Iran in bid to ‘influence US election’
Iran and Russia have both obtained American voter registration data, top national security officials announced late on Wednesday, providing the first concrete evidence that the two countries are stepping in to try to influence the presidential election as it enters its final two weeks.
Iran used the information to send threatening, faked emails to voters, said John Ratcliffe, the director of national intelligence, and Christopher A. Wray, the FBI director, in an evening announcement from the bureau’s headquarters.
Intelligence agencies had collected information that Iran planned to take more steps to influence the vote in coming days.
There was no indication that any election result tallies were changed or that information about who is registered to vote was altered, either of which could affect the outcome of voting that has already begun across the US. The officials also did not claim that either nation hacked into voter registration systems — leaving open the possibility that the data was available to anyone who knew where to look.
The voter data obtained by Iran and Russia was mostly public, according to one intelligence official, and Iran was exploiting it as a political campaign might.
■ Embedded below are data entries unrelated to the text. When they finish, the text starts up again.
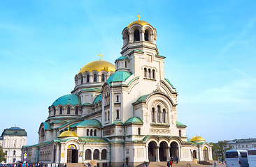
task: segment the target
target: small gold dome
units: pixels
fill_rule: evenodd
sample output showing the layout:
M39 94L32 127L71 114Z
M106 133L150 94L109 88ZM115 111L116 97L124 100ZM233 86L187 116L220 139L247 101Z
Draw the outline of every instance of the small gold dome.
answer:
M92 61L83 66L78 72L78 74L83 74L86 71L91 72L92 71L100 72L102 70L104 70L107 72L108 72L109 71L115 72L115 65L112 64L111 63L104 61Z
M78 137L78 136L73 131L69 131L69 127L68 131L64 131L59 134L58 138L61 137Z
M127 26L127 28L130 28L131 26L134 25L134 24L141 24L141 26L144 26L145 24L148 24L148 25L150 25L147 22L145 22L143 20L136 20L136 21L134 21L132 22L131 22L128 26Z
M197 136L192 137L190 139L191 141L206 141L202 137L198 136L197 134Z

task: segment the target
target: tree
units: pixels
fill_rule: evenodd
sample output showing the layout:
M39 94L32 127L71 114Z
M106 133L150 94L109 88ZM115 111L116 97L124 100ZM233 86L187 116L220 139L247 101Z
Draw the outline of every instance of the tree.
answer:
M213 145L213 159L218 159L222 161L225 159L225 154L227 150L232 149L230 145L227 145L227 141L220 141L217 143L211 143Z
M0 145L0 163L6 161L6 152L3 152L2 146Z

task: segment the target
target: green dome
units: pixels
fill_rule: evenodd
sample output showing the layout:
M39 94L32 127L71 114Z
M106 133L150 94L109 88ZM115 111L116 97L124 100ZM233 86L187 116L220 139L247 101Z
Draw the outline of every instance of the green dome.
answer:
M57 106L59 104L62 104L63 106L65 106L66 104L71 104L73 106L75 105L80 106L81 105L81 100L80 99L80 97L77 95L69 94L62 96L56 100L55 102L52 103L52 106Z
M133 118L129 118L125 124L128 124L128 123L140 123L140 124L143 124L143 122L142 122L142 120L141 120L141 118L139 118L138 117L133 117Z
M87 126L98 127L102 127L101 123L97 120L85 120L79 123L72 125L70 127L87 127Z
M131 75L130 72L127 71L117 71L113 74L112 74L106 83L110 84L111 82L115 81L125 81Z

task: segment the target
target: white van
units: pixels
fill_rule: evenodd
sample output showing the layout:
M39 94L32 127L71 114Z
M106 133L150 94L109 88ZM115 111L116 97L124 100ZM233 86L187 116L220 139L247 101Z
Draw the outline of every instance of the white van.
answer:
M227 150L225 152L225 160L226 167L249 166L246 150Z
M247 151L247 159L250 167L256 167L256 150L252 149Z

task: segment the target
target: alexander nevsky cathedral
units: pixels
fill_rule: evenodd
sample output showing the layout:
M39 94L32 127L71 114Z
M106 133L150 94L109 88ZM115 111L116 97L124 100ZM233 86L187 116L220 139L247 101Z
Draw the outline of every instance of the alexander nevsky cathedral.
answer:
M187 125L178 120L178 93L164 77L157 31L139 17L123 29L115 64L100 54L99 61L78 69L71 94L48 107L38 143L22 147L27 162L63 166L95 160L97 166L114 167L171 157L213 159L212 145L203 138L187 138Z

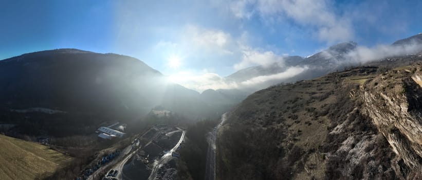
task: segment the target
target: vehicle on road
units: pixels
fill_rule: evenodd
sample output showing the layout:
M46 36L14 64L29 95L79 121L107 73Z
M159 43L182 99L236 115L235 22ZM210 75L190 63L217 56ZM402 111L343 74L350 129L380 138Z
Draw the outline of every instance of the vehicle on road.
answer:
M180 154L175 152L173 152L173 153L172 153L172 156L175 157L180 157Z

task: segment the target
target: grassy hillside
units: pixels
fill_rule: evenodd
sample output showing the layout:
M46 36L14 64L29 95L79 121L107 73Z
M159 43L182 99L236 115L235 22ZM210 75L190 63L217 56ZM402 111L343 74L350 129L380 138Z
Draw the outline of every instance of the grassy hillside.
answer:
M2 179L33 179L70 159L46 146L2 135L0 147Z
M217 179L395 179L394 153L356 95L378 73L353 68L249 96L219 132Z

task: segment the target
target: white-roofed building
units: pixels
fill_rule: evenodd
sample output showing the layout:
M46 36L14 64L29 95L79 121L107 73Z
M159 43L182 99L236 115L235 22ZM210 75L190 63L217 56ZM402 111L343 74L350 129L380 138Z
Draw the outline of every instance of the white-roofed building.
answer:
M105 133L101 133L98 135L98 137L101 137L103 139L112 139L113 137L111 135L109 135ZM115 137L116 137L115 136Z
M123 135L124 135L124 133L122 133L122 132L120 132L119 131L115 130L113 129L108 128L107 128L107 127L100 127L100 128L98 128L97 131L102 133L100 134L100 135L102 134L105 134L106 135L111 136L111 137L109 138L111 138L113 136L114 136L114 137L117 136L117 137L123 137ZM104 135L103 135L103 136L104 136ZM98 136L100 137L101 138L103 138L102 137L100 136L100 135L99 135ZM104 138L104 139L106 139L106 138ZM107 138L106 139L108 139L108 138Z

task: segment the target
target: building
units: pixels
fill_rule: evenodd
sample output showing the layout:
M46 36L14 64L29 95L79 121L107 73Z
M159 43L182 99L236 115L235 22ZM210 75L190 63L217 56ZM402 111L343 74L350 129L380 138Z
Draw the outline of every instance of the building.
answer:
M104 138L104 139L111 139L113 137L123 137L123 136L124 135L124 133L122 133L122 132L120 132L119 131L115 130L113 129L108 128L107 128L107 127L100 127L100 128L98 128L98 129L97 130L97 131L101 133L101 134L100 134L100 135L99 135L98 136L101 137L101 138ZM105 135L110 136L111 137L108 137L108 136L105 136L104 135L102 135L103 134L104 134ZM100 135L101 136L100 136ZM105 138L103 137L106 137L107 138Z
M114 135L108 135L105 133L101 133L98 135L98 137L103 139L112 139L114 137L116 137L116 136Z

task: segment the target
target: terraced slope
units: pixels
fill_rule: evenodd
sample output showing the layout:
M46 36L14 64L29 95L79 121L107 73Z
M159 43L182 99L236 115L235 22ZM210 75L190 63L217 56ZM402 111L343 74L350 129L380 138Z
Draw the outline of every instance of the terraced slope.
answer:
M2 135L0 147L2 179L42 177L70 159L43 145Z

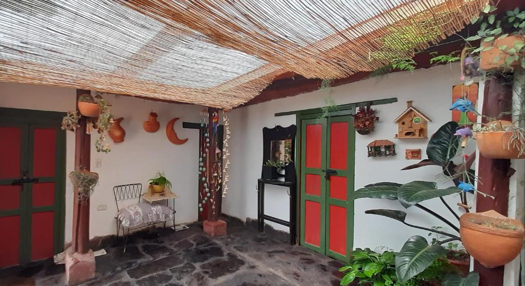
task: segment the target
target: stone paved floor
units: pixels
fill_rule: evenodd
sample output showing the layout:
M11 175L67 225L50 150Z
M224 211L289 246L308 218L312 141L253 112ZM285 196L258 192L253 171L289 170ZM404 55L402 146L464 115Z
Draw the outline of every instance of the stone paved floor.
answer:
M259 286L339 285L335 260L287 243L282 233L258 234L239 220L228 219L228 235L212 239L202 225L174 234L163 229L141 231L122 246L106 246L96 258L97 275L85 285ZM64 284L63 265L50 260L0 270L0 285Z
Voters’ names, party registrations and some contact information are publicly available.
That information may have been merged with other identifying material, like email addresses, obtained from other databases, according to intelligence officials, including some sold by criminal hacking networks on the “dark web”.
“This data can be used by foreign actors to attempt to communicate false information to registered voters that they hope will cause confusion, sow chaos and undermine your confidence in American democracy,” Ratcliffe said.
The Trump administration’s announcement that a foreign adversary, Iran, had tried to influence the election by sending intimidating emails was both a stark warning and a reminder of how other powers can exploit the vulnerabilities exposed by the Russian interference in 2016.